Starting babies on solid foods early linked to obesity
Published Monday, February 7, 2011 10:43AM EST
Formula-fed babies who start eating solid foods before they are four months old may be more likely to become obese than those who start later, a new study suggests.
The study, which appears in the journal Pediatrics, tracked about 850 Massachusetts babies and their mothers over three years.
The researchers recruited the mothers when they were pregnant, gave them regular questionnaires and met with them in person to gather further data.
They found that for babies who were breastfed for at least four months, the age when they first received solid food – either before four months, at four or five months, or at six months or later - had no effect on whether they became obese by three years old.
Overall, the breastfed babies in the study had a one in 14 chance of being obese as preschoolers.
But babies who were formula-fed from the start or moved to formula before four months had a startling one in four chance of being obese at age three if they started eating solid foods before they were four months old.
If parents waited until between four and five months, the kids' chances of being obese were one in 20.
Strangely, the chance of being obese increased again if babies didn't start eating solid foods until they were at least six months old.
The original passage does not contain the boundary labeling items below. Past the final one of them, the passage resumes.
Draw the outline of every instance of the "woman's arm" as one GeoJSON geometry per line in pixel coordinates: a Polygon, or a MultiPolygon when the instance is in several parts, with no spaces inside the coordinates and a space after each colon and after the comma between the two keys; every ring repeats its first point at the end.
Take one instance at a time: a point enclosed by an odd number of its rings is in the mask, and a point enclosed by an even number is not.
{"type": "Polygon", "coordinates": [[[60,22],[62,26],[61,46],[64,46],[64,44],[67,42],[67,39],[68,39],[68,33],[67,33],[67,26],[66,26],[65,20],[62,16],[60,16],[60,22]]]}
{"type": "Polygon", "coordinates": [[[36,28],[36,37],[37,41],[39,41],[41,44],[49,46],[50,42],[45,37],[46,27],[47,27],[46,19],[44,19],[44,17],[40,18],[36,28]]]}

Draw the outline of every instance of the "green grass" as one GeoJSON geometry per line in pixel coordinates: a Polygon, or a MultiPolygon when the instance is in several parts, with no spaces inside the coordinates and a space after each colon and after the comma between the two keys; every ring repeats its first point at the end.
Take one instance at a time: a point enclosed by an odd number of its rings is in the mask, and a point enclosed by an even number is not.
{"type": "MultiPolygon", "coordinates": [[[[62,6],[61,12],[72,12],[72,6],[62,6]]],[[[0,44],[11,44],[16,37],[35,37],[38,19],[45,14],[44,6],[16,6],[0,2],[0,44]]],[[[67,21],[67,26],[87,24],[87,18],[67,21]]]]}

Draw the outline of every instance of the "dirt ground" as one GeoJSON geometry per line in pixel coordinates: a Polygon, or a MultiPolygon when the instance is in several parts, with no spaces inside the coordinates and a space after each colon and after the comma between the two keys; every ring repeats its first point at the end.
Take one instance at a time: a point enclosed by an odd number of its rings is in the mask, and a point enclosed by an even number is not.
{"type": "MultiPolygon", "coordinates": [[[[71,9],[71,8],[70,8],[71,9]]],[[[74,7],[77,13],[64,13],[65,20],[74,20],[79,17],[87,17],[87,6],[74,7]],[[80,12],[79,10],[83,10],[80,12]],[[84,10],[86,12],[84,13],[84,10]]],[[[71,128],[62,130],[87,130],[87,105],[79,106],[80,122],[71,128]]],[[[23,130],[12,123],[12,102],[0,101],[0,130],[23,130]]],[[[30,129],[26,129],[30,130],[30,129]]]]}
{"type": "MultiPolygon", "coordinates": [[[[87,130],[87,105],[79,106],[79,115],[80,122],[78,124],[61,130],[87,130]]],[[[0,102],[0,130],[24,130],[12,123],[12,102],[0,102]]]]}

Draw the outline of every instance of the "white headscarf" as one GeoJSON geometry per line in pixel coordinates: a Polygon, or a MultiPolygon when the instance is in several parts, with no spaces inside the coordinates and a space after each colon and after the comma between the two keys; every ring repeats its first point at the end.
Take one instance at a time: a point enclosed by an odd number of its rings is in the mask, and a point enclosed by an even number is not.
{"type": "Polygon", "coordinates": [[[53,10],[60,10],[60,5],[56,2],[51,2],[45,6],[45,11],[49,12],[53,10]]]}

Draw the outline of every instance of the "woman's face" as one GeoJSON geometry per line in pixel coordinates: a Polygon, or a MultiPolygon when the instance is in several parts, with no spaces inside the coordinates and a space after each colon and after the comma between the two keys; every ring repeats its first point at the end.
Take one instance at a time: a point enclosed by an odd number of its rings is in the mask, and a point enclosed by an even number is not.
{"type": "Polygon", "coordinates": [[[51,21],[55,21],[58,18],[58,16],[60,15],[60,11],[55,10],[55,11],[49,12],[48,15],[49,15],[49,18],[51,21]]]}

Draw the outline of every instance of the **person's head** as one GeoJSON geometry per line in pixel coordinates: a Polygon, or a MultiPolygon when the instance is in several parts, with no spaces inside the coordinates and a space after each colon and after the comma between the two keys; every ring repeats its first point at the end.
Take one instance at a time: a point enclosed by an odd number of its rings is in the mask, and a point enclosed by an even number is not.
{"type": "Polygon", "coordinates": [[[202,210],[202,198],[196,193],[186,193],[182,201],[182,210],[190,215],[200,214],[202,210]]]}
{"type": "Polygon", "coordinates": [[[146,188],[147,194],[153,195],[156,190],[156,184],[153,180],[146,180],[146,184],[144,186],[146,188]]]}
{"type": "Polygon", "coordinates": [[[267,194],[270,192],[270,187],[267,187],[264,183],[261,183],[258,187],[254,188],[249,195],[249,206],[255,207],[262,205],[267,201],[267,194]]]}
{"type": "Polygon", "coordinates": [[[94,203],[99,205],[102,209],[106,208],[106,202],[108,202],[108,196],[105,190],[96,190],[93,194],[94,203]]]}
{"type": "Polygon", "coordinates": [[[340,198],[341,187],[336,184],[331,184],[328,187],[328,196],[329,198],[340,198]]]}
But the study had so few babies in that category that the authors couldn't make a firm conclusion about the risk of waiting longer to feed a baby solid foods.
The study should help clear up some questions about the best time to transition to solid foods, as previous studies have shown conflicting results on the matter, the study authors point out.
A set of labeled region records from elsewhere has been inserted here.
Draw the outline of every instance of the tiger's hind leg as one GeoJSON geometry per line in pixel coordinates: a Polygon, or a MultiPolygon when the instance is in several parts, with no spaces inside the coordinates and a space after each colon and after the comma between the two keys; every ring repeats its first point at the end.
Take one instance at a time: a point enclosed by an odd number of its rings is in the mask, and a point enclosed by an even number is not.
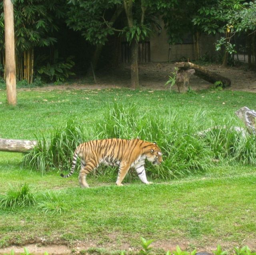
{"type": "Polygon", "coordinates": [[[78,179],[81,187],[89,187],[89,185],[88,185],[88,183],[86,181],[86,175],[92,170],[93,170],[93,168],[90,167],[89,166],[84,166],[82,164],[81,164],[81,171],[78,176],[78,179]]]}
{"type": "Polygon", "coordinates": [[[118,169],[118,175],[116,183],[118,186],[122,186],[122,182],[126,175],[128,170],[130,169],[130,165],[127,165],[126,163],[121,164],[118,169]]]}

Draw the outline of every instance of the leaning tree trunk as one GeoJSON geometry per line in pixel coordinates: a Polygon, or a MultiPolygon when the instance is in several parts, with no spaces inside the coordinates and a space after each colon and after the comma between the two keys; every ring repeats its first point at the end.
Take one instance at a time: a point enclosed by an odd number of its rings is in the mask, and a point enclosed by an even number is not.
{"type": "Polygon", "coordinates": [[[228,78],[224,77],[192,63],[180,62],[175,63],[175,66],[183,70],[194,69],[195,71],[195,75],[211,83],[214,84],[216,82],[220,81],[222,83],[224,86],[230,87],[231,85],[231,81],[228,78]]]}
{"type": "Polygon", "coordinates": [[[11,0],[4,0],[4,10],[7,102],[10,104],[16,105],[17,104],[17,99],[14,30],[13,6],[11,0]]]}
{"type": "MultiPolygon", "coordinates": [[[[132,18],[133,0],[124,0],[124,6],[129,28],[133,26],[132,18]]],[[[133,88],[139,88],[139,71],[138,68],[138,42],[134,38],[130,42],[131,86],[133,88]]]]}
{"type": "Polygon", "coordinates": [[[131,84],[133,88],[140,87],[138,68],[138,43],[134,40],[131,44],[131,84]]]}

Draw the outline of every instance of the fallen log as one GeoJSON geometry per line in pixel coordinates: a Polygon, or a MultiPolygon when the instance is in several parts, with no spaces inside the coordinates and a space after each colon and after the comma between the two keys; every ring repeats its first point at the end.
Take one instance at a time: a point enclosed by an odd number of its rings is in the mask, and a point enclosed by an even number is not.
{"type": "Polygon", "coordinates": [[[189,78],[192,74],[194,73],[195,70],[194,69],[189,70],[179,69],[177,71],[176,84],[180,93],[183,93],[188,91],[189,78]]]}
{"type": "Polygon", "coordinates": [[[0,151],[28,152],[36,143],[36,141],[0,138],[0,151]]]}
{"type": "Polygon", "coordinates": [[[175,63],[175,66],[183,70],[194,69],[195,75],[211,83],[220,81],[224,87],[230,87],[231,85],[231,81],[228,78],[190,62],[178,62],[175,63]]]}

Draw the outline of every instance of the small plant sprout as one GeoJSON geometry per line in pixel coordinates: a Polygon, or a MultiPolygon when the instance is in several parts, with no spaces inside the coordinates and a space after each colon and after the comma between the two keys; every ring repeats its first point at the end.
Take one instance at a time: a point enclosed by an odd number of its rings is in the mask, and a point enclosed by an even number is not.
{"type": "Polygon", "coordinates": [[[213,251],[212,253],[214,255],[226,255],[228,253],[226,251],[222,251],[221,246],[219,244],[217,245],[217,249],[213,251]]]}
{"type": "Polygon", "coordinates": [[[140,237],[140,240],[141,240],[141,245],[143,249],[140,250],[140,254],[142,255],[147,255],[152,251],[153,248],[151,247],[149,247],[149,245],[154,241],[154,240],[151,239],[147,241],[141,237],[140,237]]]}
{"type": "MultiPolygon", "coordinates": [[[[195,249],[194,250],[190,253],[188,251],[182,251],[180,248],[180,246],[179,246],[179,245],[177,245],[177,246],[176,246],[176,251],[174,251],[173,252],[174,255],[195,255],[196,253],[196,250],[195,249]]],[[[168,255],[170,255],[170,254],[168,255]]],[[[166,255],[167,255],[167,253],[166,255]]]]}
{"type": "Polygon", "coordinates": [[[176,78],[177,77],[177,70],[178,69],[177,67],[175,67],[174,68],[174,72],[173,72],[171,73],[170,75],[169,75],[169,80],[167,81],[166,83],[164,84],[166,87],[168,85],[170,84],[170,90],[175,85],[176,83],[176,78]]]}

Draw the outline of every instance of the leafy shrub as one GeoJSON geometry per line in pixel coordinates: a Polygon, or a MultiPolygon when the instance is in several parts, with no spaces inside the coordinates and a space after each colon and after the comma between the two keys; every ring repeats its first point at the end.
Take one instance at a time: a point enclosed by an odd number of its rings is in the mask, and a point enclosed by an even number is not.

It's not clear why some parents choose to move their babies into solid foods early. One reason could be that baby formula is expensive compared to baby cereals and other solid foods.
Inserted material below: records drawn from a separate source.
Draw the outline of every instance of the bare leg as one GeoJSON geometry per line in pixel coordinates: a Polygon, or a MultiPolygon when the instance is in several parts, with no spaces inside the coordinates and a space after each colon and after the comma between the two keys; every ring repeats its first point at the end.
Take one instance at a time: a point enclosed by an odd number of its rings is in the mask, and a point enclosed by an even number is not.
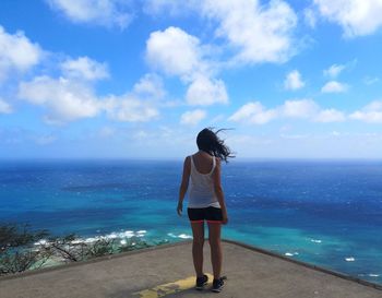
{"type": "Polygon", "coordinates": [[[214,271],[214,278],[220,278],[222,272],[222,242],[220,242],[220,229],[219,223],[208,223],[208,240],[211,247],[211,263],[214,271]]]}
{"type": "Polygon", "coordinates": [[[191,223],[192,227],[192,259],[196,276],[203,276],[203,245],[204,245],[204,222],[191,223]]]}

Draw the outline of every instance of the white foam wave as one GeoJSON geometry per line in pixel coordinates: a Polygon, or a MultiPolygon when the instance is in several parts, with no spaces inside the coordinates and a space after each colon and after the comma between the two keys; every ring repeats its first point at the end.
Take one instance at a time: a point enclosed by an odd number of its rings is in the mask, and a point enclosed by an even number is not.
{"type": "Polygon", "coordinates": [[[312,241],[314,243],[321,243],[322,242],[322,240],[320,240],[320,239],[310,239],[310,241],[312,241]]]}
{"type": "Polygon", "coordinates": [[[297,255],[297,254],[298,254],[297,251],[295,251],[295,252],[286,252],[285,253],[285,255],[287,255],[287,257],[294,257],[294,255],[297,255]]]}
{"type": "Polygon", "coordinates": [[[175,235],[172,233],[168,233],[167,236],[169,236],[171,238],[192,239],[192,236],[187,235],[187,234],[175,235]]]}
{"type": "MultiPolygon", "coordinates": [[[[127,241],[123,240],[123,239],[129,239],[129,238],[132,238],[132,237],[144,237],[145,234],[147,231],[146,230],[138,230],[138,231],[133,231],[133,230],[122,230],[120,233],[116,233],[116,231],[112,231],[110,234],[107,234],[105,236],[95,236],[95,237],[87,237],[87,238],[76,238],[72,241],[70,241],[71,245],[79,245],[79,243],[93,243],[93,242],[96,242],[98,240],[112,240],[112,239],[122,239],[121,240],[121,243],[123,241],[122,245],[126,245],[127,241]]],[[[35,246],[46,246],[48,245],[49,241],[46,240],[46,239],[40,239],[38,240],[37,242],[35,242],[34,245],[35,246]]]]}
Some parents may also believe that feeding solids early can help an infant sleep better, although there is no scientific evidence for that.
While guidelines in the U.S. suggest starting solid foods between four and six months, the guidelines from the Canadian Paediatric Society call for parents to wait until babies are six months old before introducing solids.
"The Canadian Paediatric Society recommends exclusive breastfeeding for the first six months of life for healthy, term infants," the agency says on its website.
"…Nutrient-rich complementary foods, with particular attention to iron, should be introduced at six months."